One of Lutz' concerns was the accommodation of conference rooms SWC would provide to Blackwater. Brian Bonfiglio, vice president for the San Diego office for Blackwater Worldwide, said it was part of the agreement. If Blackwater had the need for a big conference room, the college would look at the date and see if a room was available.
"Nothing (is) guaranteed that they have to carve out time," said Bonfiglio.
He said that if Blackwater personnel were ever to use the conference rooms, they would use it for briefings.
Both Roesch and Aguilar said they did not know the exact details of the conference room clause. Roesch said she did not know much about that part in the agreement and Aguilar was assuming that Blackwater was going to pay the college.
Orozco said the board member's decision was practical, but that he would have liked for them to "show concern for the ethical issues involved."
"(The board) certainly didn't ask bigger questions of who they were partnering with," he said.
Since the late 1980s, the police academy has conducted firearms training at a range in Miramar, 25 miles away from Otay Mesa. Suarez said as dean of Otay Mesa's campus it is her responsibility to comply with POST's requirements. One of those requirements is to provide a firing range for the students, she said Swanegan shared concerns regarding the training schedule. The Miramar range was not accessible on a regular basis and the facility was going to close for weeks for lead removal, said Suarez. She said other ranges were unavailable or going through repairs and the Blackwater option was the best choice because it was at no cost.
According to a court document filed in May 2008, Blackwater's facility at Otay Mesa "uses 'green' ammunition, which is made from tungsten and is lead-free."
It was not until late last year when Bonfiglio met some of the staff at SWC that the Blackwater range option came into play.
"The fact that the facility of Blackwater was in close proximity to Otay Mesa is what made that attractive for our students," said Suarez.
Bonfiglio calls that the "good neighbor policy" and said it is good to support those men and women who protect the community.
"I think it's great the two organizations who have somewhat of the same kinds of goals were able to find that middle ground to see if something could work for both sides," said Bonfiglio. "And if we're able to give them a place to do that, which is more efficient, more effective, more cost effective, whatever it is we're able to provide, I think it benefits both parties."
"Even though it may come with some downside because of the Blackwater reputation of the Blackwater corporation," he said, "I think the benefits outweigh any of those associations.

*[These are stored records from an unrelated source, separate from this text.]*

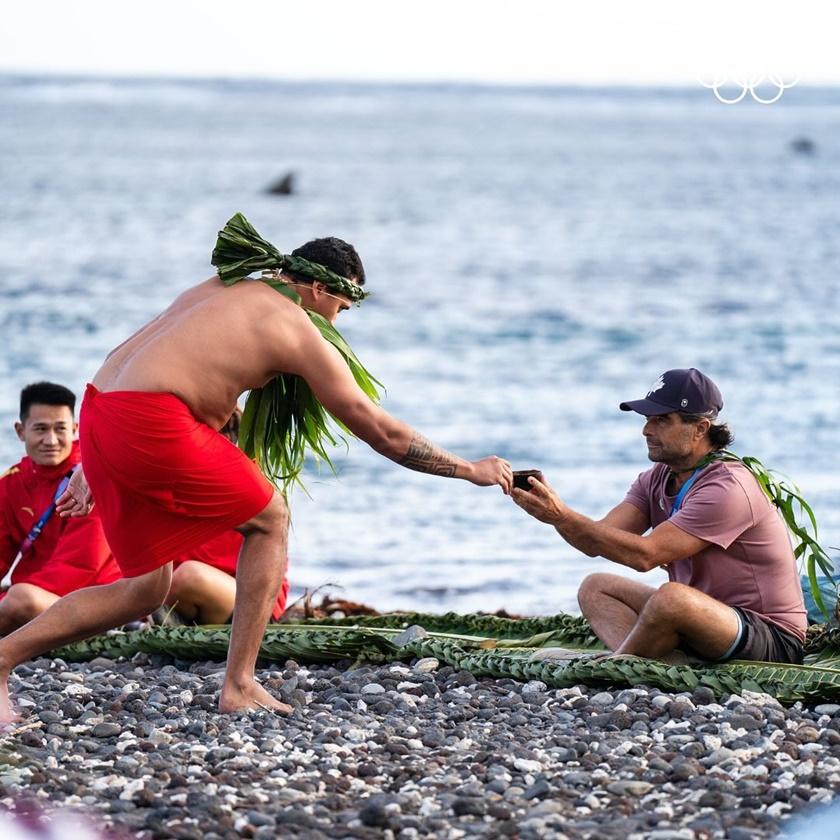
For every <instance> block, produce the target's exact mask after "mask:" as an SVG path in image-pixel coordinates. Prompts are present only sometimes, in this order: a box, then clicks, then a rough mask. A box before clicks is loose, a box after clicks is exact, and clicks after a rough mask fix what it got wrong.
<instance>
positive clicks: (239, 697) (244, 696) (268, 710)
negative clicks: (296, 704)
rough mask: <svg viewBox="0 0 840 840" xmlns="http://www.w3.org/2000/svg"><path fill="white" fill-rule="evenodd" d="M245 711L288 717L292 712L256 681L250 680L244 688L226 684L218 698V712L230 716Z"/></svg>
mask: <svg viewBox="0 0 840 840" xmlns="http://www.w3.org/2000/svg"><path fill="white" fill-rule="evenodd" d="M246 709H265V710H266V711H267V712H274V713H275V714H277V715H290V714H291V713H292V712H293V711H294V709H293V708H292V707H291V706H290V705H289V704H288V703H281V702H280V701H279V700H278V699H277V698H276V697H273V696H272V695H271V694H269V693H268V692H267V691H266V690H265V689H264V688H263V687H262V686H261V685H260V684H259V683H258V682H257V681H256V680H251V682H250V683H249V684H247V685H245V686H236V685H233V683H227V682H226V683H225V684H224V685H223V686H222V695H221V697H219V711H220V712H221V713H222V714H230V713H231V712H241V711H245V710H246Z"/></svg>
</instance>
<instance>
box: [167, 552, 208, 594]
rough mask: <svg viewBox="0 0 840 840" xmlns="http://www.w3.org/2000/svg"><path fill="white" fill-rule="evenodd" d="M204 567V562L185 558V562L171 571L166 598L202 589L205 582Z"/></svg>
mask: <svg viewBox="0 0 840 840" xmlns="http://www.w3.org/2000/svg"><path fill="white" fill-rule="evenodd" d="M206 568H207V566H206V564H205V563H200V562H198V561H197V560H187V562H186V563H182V564H181V565H180V566H178V568H177V569H175V571H174V572H173V573H172V583H171V584H170V586H169V597H168V600H170V601H171V600H172V599H173V597H178V596H183V595H185V594H186V593H192V592H195V591H196V590H200V589H202V588H203V587H204V586H205V585H206V583H207V575H206V573H205V569H206Z"/></svg>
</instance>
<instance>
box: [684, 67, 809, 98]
mask: <svg viewBox="0 0 840 840" xmlns="http://www.w3.org/2000/svg"><path fill="white" fill-rule="evenodd" d="M698 81H699V82H700V84H701V85H703V87H705V88H710V89H711V90H712V91H714V94H715V97H716V98H717V100H718V102H722V103H723V104H724V105H737V104H738V103H739V102H740V101H741V100H742V99H743V98H744V97H745V96H746V95H747V94H748V93H749V94H750V96H752V98H753V99H754V100H755V101H756V102H758V103H760V104H761V105H772V104H773V103H774V102H778V101H779V100H780V99H781V98H782V94H783V93H784V92H785V91H786V90H788V89H789V88H792V87H794V86H795V85H797V84H798V83H799V77H797V78H795V79H792V80H790V81H786V80H785V79H783V78H782V76H781V75H778V74H774V73H767V74H764V73H755V74H749V75H732V76H729V75H727V74H725V73H719V74H716V75H715V76H714V78H713V79H712V80H711V81H709V80H707V79H698ZM738 88H740V91H739V90H738Z"/></svg>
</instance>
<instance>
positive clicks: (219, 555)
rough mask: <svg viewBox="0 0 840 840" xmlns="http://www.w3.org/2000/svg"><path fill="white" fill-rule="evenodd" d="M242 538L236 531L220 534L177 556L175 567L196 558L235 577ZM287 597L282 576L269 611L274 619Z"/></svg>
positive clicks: (279, 610) (283, 603)
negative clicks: (182, 553)
mask: <svg viewBox="0 0 840 840" xmlns="http://www.w3.org/2000/svg"><path fill="white" fill-rule="evenodd" d="M243 539H244V538H243V536H242V534H240V533H239V532H238V531H228V532H227V533H225V534H220V535H219V536H218V537H215V538H214V539H212V540H210V541H209V542H206V543H204V545H201V546H199V547H198V548H196V549H194V550H193V551H190V552H189V553H188V554H186V555H184V556H183V557H179V558H178V559H177V560H176V561H175V568H176V569H177V568H178V566H180V565H181V564H182V563H186V562H187V561H189V560H197V561H198V562H199V563H206V564H207V565H208V566H213V568H214V569H218V570H219V571H220V572H224V573H225V574H228V575H230V576H231V577H236V561H237V560H238V559H239V549H240V548H242V542H243ZM288 597H289V579H288V578H285V577H284V578H283V583H282V584H281V586H280V591H279V592H278V593H277V601H276V602H275V604H274V609H273V610H272V613H271V617H272V619H273V620H274V621H276V620H277V619H278V618H280V616H281V615H283V612H284V611H285V609H286V600H287V599H288Z"/></svg>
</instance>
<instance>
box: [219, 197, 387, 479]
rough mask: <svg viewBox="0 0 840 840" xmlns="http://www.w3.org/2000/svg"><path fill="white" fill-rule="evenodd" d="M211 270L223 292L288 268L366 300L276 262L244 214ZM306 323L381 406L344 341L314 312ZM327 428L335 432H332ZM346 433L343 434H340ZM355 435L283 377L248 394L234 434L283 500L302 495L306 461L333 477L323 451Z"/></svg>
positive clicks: (228, 229)
mask: <svg viewBox="0 0 840 840" xmlns="http://www.w3.org/2000/svg"><path fill="white" fill-rule="evenodd" d="M211 261H212V263H213V265H214V266H216V268H217V269H218V272H219V277H220V278H221V280H222V282H223V283H224V284H225V285H226V286H231V285H233V284H234V283H238V282H239V281H241V280H243V279H245V278H246V277H247V276H248V275H249V274H250V273H251V272H253V271H265V270H266V269H277V268H288V269H289V270H290V271H295V272H297V273H299V274H303V275H306V276H307V277H310V278H312V279H314V280H319V281H321V282H323V283H324V284H325V285H326V286H328V287H329V288H331V289H334V290H336V291H338V292H340V293H341V294H344V295H346V296H347V297H348V298H350V299H351V300H354V301H356V302H360V301H361V300H363V299H364V298H365V297H366V296H367V294H366V293H365V292H364V291H363V290H362V289H361V287H359V286H358V285H356V284H355V283H352V282H351V281H350V280H348V279H346V278H344V277H341V276H339V275H338V274H335V273H334V272H332V271H330V270H329V269H328V268H325V267H324V266H322V265H319V264H317V263H313V262H310V261H309V260H302V259H300V258H299V257H291V256H288V255H285V254H281V253H280V252H279V251H278V250H277V249H276V248H275V247H274V246H273V245H272V244H271V243H270V242H267V241H266V240H265V239H263V238H262V237H261V236H260V235H259V234H258V233H257V231H256V230H255V229H254V228H253V226H252V225H251V224H250V222H249V221H248V220H247V219H246V218H245V217H244V216H243V215H242V214H241V213H237V214H236V215H234V216H233V217H232V218H231V219H230V220H229V221H228V223H227V224H226V225H225V227H224V229H223V230H221V231H220V232H219V237H218V240H217V241H216V247H215V249H214V250H213V256H212V260H211ZM260 280H261V282H264V283H266V284H267V285H269V286H271V288H273V289H275V290H276V291H278V292H279V293H280V294H282V295H285V296H286V297H288V298H290V299H291V300H293V301H294V302H295V303H297V304H300V296H299V295H298V294H297V293H296V292H295V291H294V290H292V289H291V288H290V287H289V286H288V285H287V283H285V282H284V281H282V280H280V279H277V278H276V277H274V276H272V275H268V276H263V277H261V278H260ZM305 311H306V314H307V315H308V316H309V319H310V320H311V321H312V323H313V324H314V325H315V327H316V328H317V329H318V331H319V332H320V333H321V335H322V336H323V338H324V340H325V341H327V342H329V343H330V344H331V345H332V346H333V347H335V349H336V350H338V352H339V353H340V354H341V357H342V358H343V359H344V361H345V362H346V364H347V366H348V367H349V368H350V372H351V373H352V374H353V378H354V379H355V380H356V384H357V385H358V386H359V388H361V390H362V391H363V392H364V393H365V395H366V396H368V397H369V398H370V399H371V400H373V401H374V402H379V399H380V395H379V388H382V383H381V382H379V380H378V379H376V377H375V376H373V374H371V373H370V371H368V370H367V369H366V368H365V366H364V365H363V364H362V363H361V362H360V361H359V359H358V358H357V357H356V354H355V353H354V352H353V350H352V348H351V347H350V345H349V344H348V343H347V342H346V341H345V339H344V337H343V336H342V335H341V333H340V332H339V331H338V330H337V329H336V328H335V327H334V326H333V325H332V324H331V323H330V322H329V321H328V320H327V319H326V318H324V317H323V316H321V315H319V314H318V313H317V312H312V311H310V310H305ZM331 421H332V423H334V424H335V425H336V426H337V427H338V429H339V432H338V433H336V432H333V431H332V429H331ZM342 433H343V434H342ZM345 434H346V435H352V432H350V430H349V429H348V428H347V426H346V425H345V424H344V423H343V422H342V421H341V420H340V419H339V418H338V417H336V416H335V415H333V414H331V413H330V412H329V411H327V409H326V408H324V406H323V405H322V404H321V403H320V402H319V400H318V399H317V397H316V396H315V394H314V393H313V392H312V389H311V388H310V387H309V384H308V383H307V381H306V380H305V379H304V378H303V377H301V376H296V375H294V374H288V373H286V374H281V375H280V376H277V377H275V378H274V379H272V380H271V381H270V382H269V383H268V384H267V385H264V386H263V387H262V388H255V389H254V390H252V391H251V392H250V393H249V394H248V399H247V400H246V402H245V408H244V410H243V412H242V421H241V424H240V428H239V446H240V447H241V449H242V450H243V451H244V452H245V454H246V455H248V457H249V458H253V459H254V460H255V461H256V462H257V464H258V465H259V467H260V469H261V470H262V472H263V473H264V474H265V475H266V476H267V477H268V478H269V479H270V480H271V481H272V482H274V483H275V484H277V485H278V486H280V487H282V489H283V491H284V492H287V491H288V489H289V487H290V486H291V485H293V484H298V485H299V486H300V487H302V488H303V489H304V491H305V490H306V488H305V487H304V485H303V482H302V481H301V479H300V473H301V470H302V469H303V464H304V462H305V460H306V456H307V454H308V453H311V454H312V455H313V456H314V457H315V458H316V460H318V461H319V462H320V461H323V462H324V463H325V464H327V466H328V467H329V468H330V469H331V470H332V471H333V473H334V472H335V468H334V466H333V463H332V461H331V460H330V457H329V454H328V452H327V448H328V447H330V446H336V445H338V443H339V442H343V443H344V444H345V445H346V444H347V440H346V438H345V437H344V435H345Z"/></svg>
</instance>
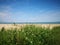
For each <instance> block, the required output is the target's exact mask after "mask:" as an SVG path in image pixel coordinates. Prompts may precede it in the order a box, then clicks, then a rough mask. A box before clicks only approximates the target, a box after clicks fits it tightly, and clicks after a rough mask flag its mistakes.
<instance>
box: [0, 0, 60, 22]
mask: <svg viewBox="0 0 60 45" xmlns="http://www.w3.org/2000/svg"><path fill="white" fill-rule="evenodd" d="M0 22H60V0H0Z"/></svg>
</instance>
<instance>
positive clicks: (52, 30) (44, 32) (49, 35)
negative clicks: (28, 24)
mask: <svg viewBox="0 0 60 45" xmlns="http://www.w3.org/2000/svg"><path fill="white" fill-rule="evenodd" d="M2 30H3V31H2ZM59 43H60V27H54V28H53V29H51V30H50V29H49V28H42V27H35V26H34V25H30V26H25V27H23V28H21V29H20V30H18V29H16V28H15V29H14V30H12V29H10V30H7V31H5V29H4V28H2V29H1V31H0V45H59Z"/></svg>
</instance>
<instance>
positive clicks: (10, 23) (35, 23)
mask: <svg viewBox="0 0 60 45" xmlns="http://www.w3.org/2000/svg"><path fill="white" fill-rule="evenodd" d="M14 23H15V24H60V22H0V24H14Z"/></svg>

Especially since the local facility is brand new, has no association or responsibility for any of the activities that Blackwater has been involved in that are controversial and apparently, even illegal."
Lutz said he understands economy, but thought a public college that is working to educate moral, ethical citizens should not do business with an organization that trains mercenaries.
"I think it does matter that it's Blackwater," he said.
Lutz has updated the Citizens Oversight Projects Committee Web site with the latest news on SWC's agreement with Blackwater and urges the public to act. He asks for students, staff and faculty to unite at the next governing board meeting and let their voices be heard. The next meeting is scheduled for March 11 in room 214 at 7 p.m.
Aguilar said the Blackwater situation in Iraq is diminishing and that it is a separate issue from the agreement.
"This facility didn't even exist during the time that the controversial activity of Blackwater was going on," he said.
SWC's police academy is held in high regard in the law enforcement community. It offers two classes a year and currently has 52 students enrolled.
Lutz said he held out hope that the governing board would call off the agreement.
"Many times, these things get reconsidered and this is going to be one of them," he said. "This agreement between Southwestern College and Blackwater is a bad thing and we want it undone."